Infants with cystic fibrosis (CF) develop early progressive lung disease which may be asymptomatic. Infant pulmonary function tests (IPFT) and controlled ventilation-high resolution computed tomography (CV-HRCT) of chest can detect early asymptomatic lung disease. It is not well established that these objective measures can detect changes in lung disease after clinical interventions.

Objective

The purpose of this study was to evaluate usefulness of IPFT and CV-HRCT to detect changes in lung disease after intravenous (IV) antibiotic therapy in infants with early CF-related lung disease.

Study Design

IPFTs and CV-HRCT done before and after 2 weeks of IV antibiotics in infants at our institution over the last 12 years were compared. CV-HRCTs were compared using the modified Brody scoring system.

Results

The sample included 21 infants, mean age 85.2 ± 47.6 weeks. Mean change in weight was 0.4 ± 0.38 kg (p = 0.001). Significant changes in IPFT included mean % predicted FEV0.5 (+13.5 %, p = 0.043), mean %FEF25–75 (+30.2 %, p = 0.008), mean %RV/TLC (−11.2 %, p = 0.008), and mean %FRC/TLC (−4.5 %, p = 0.001).
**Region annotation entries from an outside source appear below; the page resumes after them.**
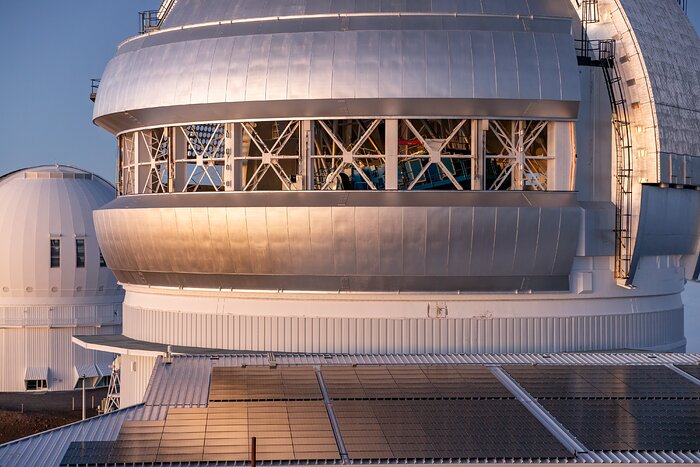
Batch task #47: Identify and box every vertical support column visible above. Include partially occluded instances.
[302,120,316,191]
[163,127,177,193]
[297,120,314,190]
[114,135,126,196]
[384,119,399,190]
[170,126,187,193]
[134,130,151,194]
[547,122,574,191]
[469,120,489,191]
[512,120,525,191]
[224,123,243,191]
Total Brody scores improved from a median of 10 to 5 (p < 0.001) as did mean scores for airway wall thickening (p = 0.050), air trapping (p < 0.001), and parenchymal opacities (p = 0.003).

Conclusion

IPFT and CV-HRCT can be used as objective measures of improvement in lung disease for infants with CF treated with antibiotics.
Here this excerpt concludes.